Вот я теперь один против чела. Требуется сойти с лыж и обмять себе место. Погружаюсь в снег выше пояса, чело берлоги исчезло. Как же теперь быть? Об этом нигде не написано, и никто мне об этом не говорил. Я в плену. Медведь сейчас уйдет, и я его не увижу. А крестный устроился высоко и шопотом велит мне продвигаться до елочек. Как так! Елочки же в семи, восьми шагах от чела! Но я слушаюсь и лезу туда. Вот миновал их. Гляжу на старшего. Он кивнул головой. Нога сама обминает снег, выходит ступенька, потом другая, третья, показывается близкое чело и то рыжеватое, - что издали очень смущало, - теперь уже не медведь, а внутренняя сторона выворотня. Я утвердился, свободен. Кто меня научил?
Что там делалось сзади, я не знал, и вовсе даже забыл о фотографе и его лестнице. Все события впереди, и они совершаются и беспрерывно нарастают. Грек растерялся и не понимает задачи беречь зад берлоги. Крестный выходит из себя, покрывается белыми и красными пятнами. Машет руками, громко шепчет.

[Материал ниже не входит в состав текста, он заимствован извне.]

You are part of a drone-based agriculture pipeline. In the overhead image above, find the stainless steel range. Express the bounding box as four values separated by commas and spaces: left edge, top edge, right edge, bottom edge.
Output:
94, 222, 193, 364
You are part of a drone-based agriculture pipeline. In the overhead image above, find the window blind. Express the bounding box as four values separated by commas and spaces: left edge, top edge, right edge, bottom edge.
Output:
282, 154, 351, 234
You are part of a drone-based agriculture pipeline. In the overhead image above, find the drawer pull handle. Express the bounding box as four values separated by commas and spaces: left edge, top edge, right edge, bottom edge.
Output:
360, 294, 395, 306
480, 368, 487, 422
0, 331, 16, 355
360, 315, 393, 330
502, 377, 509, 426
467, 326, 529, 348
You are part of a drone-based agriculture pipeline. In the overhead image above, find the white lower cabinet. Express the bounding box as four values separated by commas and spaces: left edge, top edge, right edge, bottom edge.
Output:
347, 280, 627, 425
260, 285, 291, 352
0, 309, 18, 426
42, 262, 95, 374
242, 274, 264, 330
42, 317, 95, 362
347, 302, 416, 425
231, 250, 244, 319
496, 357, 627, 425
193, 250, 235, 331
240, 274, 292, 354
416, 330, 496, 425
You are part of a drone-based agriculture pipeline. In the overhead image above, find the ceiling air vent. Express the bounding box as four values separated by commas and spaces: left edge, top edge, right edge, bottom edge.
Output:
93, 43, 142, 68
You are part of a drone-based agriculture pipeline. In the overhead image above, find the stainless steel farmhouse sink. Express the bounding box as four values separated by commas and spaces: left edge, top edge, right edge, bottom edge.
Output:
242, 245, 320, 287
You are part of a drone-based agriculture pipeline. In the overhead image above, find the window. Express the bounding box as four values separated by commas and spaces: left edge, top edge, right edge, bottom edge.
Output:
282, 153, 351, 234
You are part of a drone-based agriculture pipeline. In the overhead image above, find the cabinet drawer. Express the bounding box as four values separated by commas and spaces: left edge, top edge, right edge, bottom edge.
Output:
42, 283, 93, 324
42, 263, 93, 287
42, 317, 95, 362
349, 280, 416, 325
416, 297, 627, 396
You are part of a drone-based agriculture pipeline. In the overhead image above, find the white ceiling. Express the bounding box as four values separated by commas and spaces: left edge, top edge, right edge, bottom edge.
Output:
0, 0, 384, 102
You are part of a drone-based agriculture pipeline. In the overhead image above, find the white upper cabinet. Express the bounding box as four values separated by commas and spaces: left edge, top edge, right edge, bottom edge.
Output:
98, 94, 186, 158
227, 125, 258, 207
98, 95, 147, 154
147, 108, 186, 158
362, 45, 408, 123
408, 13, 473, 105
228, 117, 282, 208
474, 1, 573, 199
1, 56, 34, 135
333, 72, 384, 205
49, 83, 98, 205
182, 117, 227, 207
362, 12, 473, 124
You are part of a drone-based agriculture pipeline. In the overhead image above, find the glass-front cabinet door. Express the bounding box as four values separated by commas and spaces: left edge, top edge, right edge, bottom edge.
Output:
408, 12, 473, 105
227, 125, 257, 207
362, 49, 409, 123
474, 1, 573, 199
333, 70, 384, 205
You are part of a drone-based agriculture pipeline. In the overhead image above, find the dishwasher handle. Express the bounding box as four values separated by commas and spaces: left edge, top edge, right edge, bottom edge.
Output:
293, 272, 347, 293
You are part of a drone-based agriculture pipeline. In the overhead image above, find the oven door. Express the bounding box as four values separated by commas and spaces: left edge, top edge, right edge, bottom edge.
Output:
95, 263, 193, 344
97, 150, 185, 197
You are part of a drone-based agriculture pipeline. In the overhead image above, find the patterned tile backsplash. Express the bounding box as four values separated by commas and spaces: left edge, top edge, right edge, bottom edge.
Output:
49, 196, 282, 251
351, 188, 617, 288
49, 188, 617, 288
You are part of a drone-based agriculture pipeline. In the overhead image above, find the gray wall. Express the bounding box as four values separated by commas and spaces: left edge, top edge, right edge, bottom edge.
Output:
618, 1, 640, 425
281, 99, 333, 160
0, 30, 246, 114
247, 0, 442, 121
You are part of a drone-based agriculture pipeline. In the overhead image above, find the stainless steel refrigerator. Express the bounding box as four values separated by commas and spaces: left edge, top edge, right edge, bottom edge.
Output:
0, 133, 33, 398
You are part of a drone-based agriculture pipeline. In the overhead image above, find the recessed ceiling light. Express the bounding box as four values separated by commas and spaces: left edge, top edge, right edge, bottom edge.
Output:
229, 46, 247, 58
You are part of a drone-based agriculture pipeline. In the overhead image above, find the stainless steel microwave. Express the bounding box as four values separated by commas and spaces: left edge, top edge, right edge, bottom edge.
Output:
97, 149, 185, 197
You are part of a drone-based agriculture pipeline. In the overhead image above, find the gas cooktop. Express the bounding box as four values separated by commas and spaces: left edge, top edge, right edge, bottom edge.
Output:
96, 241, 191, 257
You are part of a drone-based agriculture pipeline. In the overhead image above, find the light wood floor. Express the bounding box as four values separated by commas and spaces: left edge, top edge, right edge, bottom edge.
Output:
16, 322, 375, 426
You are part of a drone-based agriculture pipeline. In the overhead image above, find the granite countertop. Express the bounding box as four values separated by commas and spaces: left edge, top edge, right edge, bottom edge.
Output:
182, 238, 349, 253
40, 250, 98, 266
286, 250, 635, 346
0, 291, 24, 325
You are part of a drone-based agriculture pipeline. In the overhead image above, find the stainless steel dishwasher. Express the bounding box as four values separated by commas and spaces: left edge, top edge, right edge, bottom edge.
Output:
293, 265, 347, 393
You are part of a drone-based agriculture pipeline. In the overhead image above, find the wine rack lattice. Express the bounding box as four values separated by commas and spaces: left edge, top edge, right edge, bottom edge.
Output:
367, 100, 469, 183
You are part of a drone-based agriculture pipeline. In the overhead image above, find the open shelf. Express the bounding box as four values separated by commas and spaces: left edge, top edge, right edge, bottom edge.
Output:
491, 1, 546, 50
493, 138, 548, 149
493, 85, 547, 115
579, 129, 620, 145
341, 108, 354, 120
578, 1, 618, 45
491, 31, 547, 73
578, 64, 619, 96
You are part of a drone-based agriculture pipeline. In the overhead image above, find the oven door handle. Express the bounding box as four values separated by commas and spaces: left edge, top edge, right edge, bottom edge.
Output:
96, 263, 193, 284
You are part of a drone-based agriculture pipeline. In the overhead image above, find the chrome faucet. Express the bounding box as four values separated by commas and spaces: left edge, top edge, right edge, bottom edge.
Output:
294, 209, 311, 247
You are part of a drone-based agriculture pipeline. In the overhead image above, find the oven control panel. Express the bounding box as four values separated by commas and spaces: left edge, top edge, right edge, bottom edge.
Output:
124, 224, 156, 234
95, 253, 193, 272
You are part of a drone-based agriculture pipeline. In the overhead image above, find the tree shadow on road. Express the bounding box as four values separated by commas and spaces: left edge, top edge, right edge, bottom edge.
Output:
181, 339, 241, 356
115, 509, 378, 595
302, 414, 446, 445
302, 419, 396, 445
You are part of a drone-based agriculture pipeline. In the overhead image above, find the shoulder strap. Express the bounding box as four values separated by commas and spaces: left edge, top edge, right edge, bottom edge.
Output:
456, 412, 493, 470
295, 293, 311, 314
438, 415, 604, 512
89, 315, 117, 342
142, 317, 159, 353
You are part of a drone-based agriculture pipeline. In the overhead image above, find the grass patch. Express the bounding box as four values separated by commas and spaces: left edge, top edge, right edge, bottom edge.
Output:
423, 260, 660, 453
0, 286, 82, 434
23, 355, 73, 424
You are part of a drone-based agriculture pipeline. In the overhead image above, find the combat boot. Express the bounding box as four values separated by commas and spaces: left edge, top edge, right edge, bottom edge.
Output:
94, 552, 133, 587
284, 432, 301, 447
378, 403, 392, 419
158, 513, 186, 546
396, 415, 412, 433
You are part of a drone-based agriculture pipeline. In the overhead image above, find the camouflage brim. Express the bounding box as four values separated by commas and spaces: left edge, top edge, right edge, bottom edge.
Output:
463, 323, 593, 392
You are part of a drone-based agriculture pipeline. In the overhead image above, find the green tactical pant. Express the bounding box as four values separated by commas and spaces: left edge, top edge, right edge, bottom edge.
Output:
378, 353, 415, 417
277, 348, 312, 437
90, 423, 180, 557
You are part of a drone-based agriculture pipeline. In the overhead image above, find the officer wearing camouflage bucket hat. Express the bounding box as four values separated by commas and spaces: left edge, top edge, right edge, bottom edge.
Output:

Грек понял, подался, и вот...
Как ясно теперь мне и понятно, что борьба в себе свободного гордого человека с трусом необходима, без труса нет испытания, трус равноправный агент творческого сознания. Я трус.
Уговорить себя так же невозможно, как остановить сердце, а оно колотится все сильней и сильней. Кажется, немного еще, и оно разорвется, но вдруг черта, за которой нет больше борьбы, и трус исчезает: все кончено, я механизм, работающий с точностью стальной пружины в часах.
Такой чертой было ясное и довольно громкое слово Крестного:
- Лезет!
Что-то зашевелилось на рыжем. Я ждал, и мушка стояла на этом неколебимо. Стало показываться и нарастать медлительно, верно и неизбежно; уши такие же, как в зоопарке, и линия шерсточки между ушами, а мне нужна линия между глазами, и до этого, если так будет расти, очень долго. Все было, как если смотреть на восход луны и метиться мушкой.